織田祐亮「記録として」という意味が一番大きいとは思います。ただその中で、1枚目よりも2枚目のほうが、音と向き合う精度は確実に上がっていると思うし、漫然とした音の出し方はしていないので、これからもっと良くなると思ってます。
青木ケイタファーストと比べると、とにかくライブをたくさんやってきたことで、できることが少しずつ増えたんですよね。ファーストの時はもう全力で、舌から血を流しながら吹いてたんですけど、今はさらに激しいことをやるようになって、でも血は出なくなった(笑)。
伊藤隆郎フィジカルがブラッシュアップされた。
青木ケイタそう。顔周りの筋肉だったり、舌の使い方だったり、サックスを持ち上げる親指の筋肉だったり。
織田祐亮確かに、Solitary Circus用に体が出来上がってきたっていうのは、あると思う。
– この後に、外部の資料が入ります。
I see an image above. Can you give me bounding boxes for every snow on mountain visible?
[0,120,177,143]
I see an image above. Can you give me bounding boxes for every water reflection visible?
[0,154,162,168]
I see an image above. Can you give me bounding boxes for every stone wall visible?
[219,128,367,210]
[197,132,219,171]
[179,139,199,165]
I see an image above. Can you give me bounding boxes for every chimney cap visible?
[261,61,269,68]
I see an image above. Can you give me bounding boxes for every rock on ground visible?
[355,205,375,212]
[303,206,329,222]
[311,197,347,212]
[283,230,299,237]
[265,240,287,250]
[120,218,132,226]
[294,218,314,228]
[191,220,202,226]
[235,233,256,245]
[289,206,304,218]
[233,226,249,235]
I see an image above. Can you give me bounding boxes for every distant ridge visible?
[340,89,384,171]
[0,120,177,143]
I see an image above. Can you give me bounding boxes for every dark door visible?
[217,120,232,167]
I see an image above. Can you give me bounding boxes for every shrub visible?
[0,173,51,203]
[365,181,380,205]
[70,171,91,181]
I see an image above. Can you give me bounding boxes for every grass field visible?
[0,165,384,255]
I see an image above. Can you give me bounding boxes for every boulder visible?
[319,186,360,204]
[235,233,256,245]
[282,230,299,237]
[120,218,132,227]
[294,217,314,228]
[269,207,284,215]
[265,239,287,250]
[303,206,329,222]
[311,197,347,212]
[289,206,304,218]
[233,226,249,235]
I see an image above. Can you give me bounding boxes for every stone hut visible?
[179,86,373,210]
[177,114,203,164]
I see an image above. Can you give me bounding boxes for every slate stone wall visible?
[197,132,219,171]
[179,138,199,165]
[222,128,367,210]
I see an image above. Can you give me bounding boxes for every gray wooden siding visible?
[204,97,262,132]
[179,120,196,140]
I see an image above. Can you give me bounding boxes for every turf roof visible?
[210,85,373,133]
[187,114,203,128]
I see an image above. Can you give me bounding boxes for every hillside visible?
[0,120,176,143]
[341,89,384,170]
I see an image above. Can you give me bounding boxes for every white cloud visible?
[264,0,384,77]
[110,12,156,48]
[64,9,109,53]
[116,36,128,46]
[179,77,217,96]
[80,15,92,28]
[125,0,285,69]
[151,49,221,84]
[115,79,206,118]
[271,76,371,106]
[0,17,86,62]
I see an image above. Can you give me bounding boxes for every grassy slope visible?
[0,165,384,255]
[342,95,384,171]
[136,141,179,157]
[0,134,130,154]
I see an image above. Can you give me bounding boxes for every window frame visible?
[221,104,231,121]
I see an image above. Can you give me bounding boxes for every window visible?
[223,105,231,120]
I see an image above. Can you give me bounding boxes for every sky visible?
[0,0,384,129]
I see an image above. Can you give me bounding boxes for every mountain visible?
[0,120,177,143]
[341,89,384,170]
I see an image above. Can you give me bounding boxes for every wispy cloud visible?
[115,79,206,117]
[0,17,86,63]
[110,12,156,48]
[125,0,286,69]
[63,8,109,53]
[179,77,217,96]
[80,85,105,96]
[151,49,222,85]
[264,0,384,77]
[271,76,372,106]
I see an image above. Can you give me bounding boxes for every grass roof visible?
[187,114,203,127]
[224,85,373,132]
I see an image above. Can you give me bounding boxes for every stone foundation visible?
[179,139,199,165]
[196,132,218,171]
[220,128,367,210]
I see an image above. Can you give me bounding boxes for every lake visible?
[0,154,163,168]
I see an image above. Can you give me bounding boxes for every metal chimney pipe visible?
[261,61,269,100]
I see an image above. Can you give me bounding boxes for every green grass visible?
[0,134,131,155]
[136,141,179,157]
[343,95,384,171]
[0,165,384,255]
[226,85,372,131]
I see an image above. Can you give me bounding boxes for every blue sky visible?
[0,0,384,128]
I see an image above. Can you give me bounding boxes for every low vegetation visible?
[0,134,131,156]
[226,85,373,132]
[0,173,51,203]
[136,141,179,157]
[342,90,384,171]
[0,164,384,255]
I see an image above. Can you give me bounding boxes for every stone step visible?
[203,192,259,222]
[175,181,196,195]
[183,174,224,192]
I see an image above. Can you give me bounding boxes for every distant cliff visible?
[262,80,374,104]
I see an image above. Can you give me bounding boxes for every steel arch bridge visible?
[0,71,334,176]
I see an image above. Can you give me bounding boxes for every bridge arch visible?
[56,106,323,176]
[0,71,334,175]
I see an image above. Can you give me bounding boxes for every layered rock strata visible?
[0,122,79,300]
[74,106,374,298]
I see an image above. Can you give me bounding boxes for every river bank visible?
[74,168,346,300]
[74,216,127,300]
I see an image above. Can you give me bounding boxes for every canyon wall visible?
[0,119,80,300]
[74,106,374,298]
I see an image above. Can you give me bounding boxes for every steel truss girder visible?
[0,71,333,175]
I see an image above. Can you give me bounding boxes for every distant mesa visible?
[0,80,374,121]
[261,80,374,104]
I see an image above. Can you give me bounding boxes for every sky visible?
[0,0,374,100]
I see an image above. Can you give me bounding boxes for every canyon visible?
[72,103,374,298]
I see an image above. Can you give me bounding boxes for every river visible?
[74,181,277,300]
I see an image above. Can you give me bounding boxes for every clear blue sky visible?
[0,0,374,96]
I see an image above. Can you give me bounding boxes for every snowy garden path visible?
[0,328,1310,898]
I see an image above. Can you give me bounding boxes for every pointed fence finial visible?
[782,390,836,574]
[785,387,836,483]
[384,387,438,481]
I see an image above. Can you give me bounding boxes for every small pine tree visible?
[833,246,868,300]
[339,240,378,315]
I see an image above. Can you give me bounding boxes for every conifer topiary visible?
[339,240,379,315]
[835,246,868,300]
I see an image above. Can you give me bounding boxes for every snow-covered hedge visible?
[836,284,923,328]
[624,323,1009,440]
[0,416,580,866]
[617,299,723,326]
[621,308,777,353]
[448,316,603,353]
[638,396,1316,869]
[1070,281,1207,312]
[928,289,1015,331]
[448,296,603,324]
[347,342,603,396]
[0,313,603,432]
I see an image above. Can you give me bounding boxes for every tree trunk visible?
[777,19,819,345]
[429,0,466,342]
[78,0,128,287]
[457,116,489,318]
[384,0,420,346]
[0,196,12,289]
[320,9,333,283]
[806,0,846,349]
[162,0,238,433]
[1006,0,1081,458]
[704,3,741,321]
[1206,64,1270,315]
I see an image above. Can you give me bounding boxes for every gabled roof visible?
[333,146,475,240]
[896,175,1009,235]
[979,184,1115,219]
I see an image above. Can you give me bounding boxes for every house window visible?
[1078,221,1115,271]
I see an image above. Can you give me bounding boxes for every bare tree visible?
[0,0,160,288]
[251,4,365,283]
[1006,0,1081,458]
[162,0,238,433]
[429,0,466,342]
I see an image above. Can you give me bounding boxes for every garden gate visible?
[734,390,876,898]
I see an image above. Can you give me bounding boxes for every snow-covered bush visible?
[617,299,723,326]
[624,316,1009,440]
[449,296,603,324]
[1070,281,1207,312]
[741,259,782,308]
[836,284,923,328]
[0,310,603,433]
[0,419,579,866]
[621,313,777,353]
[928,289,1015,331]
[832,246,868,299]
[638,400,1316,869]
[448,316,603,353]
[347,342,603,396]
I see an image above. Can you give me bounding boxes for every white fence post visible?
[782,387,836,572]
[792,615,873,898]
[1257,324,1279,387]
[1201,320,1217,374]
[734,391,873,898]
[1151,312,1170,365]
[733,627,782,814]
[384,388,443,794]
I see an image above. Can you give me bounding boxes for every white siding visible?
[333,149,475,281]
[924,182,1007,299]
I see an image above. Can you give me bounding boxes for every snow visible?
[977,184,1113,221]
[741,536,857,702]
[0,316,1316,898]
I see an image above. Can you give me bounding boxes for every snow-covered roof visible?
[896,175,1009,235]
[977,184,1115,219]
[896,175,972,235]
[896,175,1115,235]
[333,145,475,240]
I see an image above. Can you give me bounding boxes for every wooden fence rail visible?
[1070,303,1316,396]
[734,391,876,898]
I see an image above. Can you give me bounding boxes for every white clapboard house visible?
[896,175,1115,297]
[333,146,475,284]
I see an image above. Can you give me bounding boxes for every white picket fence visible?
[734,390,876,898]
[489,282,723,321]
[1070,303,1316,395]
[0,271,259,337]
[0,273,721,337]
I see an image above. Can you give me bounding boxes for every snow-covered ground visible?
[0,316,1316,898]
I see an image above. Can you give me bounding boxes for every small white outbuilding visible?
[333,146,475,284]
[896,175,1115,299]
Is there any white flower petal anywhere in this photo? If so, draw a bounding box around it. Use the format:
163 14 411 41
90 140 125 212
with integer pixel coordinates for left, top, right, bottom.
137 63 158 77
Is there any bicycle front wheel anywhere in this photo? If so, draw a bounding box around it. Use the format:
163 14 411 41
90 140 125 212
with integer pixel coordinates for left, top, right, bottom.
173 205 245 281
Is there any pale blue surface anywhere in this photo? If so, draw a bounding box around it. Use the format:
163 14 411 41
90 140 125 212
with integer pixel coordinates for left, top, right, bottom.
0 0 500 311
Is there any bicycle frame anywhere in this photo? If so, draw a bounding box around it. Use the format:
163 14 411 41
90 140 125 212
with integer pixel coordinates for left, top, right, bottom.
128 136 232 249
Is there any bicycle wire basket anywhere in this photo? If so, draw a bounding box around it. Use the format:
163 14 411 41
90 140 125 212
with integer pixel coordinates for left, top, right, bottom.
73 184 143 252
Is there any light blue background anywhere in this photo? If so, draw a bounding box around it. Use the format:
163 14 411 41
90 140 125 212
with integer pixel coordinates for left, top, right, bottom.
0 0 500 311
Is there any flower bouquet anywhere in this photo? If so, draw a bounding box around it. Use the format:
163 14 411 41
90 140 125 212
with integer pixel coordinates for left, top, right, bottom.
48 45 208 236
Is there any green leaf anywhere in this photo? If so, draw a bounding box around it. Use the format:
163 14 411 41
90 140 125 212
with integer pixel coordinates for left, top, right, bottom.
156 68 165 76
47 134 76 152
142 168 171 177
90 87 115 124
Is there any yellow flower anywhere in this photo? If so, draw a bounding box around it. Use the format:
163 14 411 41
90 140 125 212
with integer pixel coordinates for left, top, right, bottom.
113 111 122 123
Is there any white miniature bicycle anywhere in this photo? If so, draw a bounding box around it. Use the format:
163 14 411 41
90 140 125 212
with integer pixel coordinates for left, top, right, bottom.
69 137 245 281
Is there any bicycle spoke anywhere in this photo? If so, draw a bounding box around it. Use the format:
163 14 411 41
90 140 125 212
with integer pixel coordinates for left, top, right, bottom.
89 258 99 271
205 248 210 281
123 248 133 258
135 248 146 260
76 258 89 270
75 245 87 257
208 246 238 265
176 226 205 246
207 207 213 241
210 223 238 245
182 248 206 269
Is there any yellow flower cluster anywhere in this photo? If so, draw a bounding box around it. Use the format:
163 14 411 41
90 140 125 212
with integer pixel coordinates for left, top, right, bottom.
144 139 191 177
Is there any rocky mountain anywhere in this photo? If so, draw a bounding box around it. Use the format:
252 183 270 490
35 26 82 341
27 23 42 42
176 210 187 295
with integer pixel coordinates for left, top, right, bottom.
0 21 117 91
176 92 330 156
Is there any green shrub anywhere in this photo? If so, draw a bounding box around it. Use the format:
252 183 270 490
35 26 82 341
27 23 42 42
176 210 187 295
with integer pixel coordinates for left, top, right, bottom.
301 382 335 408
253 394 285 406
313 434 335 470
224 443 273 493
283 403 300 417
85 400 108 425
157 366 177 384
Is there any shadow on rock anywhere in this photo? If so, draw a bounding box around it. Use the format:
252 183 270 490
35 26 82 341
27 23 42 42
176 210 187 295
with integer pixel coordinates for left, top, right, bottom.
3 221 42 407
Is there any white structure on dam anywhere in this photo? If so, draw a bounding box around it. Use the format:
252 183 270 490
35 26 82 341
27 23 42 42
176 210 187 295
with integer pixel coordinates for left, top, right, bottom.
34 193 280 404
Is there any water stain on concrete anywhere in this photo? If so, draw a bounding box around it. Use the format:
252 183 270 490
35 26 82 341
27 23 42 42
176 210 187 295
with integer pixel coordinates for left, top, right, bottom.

トランペッターであれバリトンサックス奏者であれ、同じようなことをやってる人がほかにいなくて、僕らしかわからない問題と常に向き合ってやってるんで、そういう意味で体は強くなりますよね。
青木ケイタ「Block Rockin’ Beats」とか、オリちゃんがアレンジをしてくれたんですけど、「マジでこれを、ナマで俺に吹かすんか?」と。
伊藤隆郎それぐらい大変ってことですよね。
織田祐亮トランペットも大変なんですよ(笑)。管楽器は、音の跳躍が非常に難しいんですけど、どうしてもやりたくて。
青木ケイタでもね、レコーディングした時点では、「ライブでやれる自信ないかも」と思ったけど、ある時ふっと壁を越えて、「あ、全然いける」と思った。そういう瞬間ってあるんですよ。
織田祐亮あれは不思議ですね。僕も最初はミスってばっかりだったんですけど、ある瞬間に、超えてくるんですよね。たぶん、慣れなんでしょうけど。
伊藤隆郎今回のアルバムが、ファーストと明確に違うのは、カバー曲にトライしたことと、山崎円城さんに参加していただいた、唯一のボーカル曲があること。「自分たちが何を表現できるのか?」は、より明確に拡張できてると思いますし、1枚目からのストーリーがちゃんと繋がっているなと思います。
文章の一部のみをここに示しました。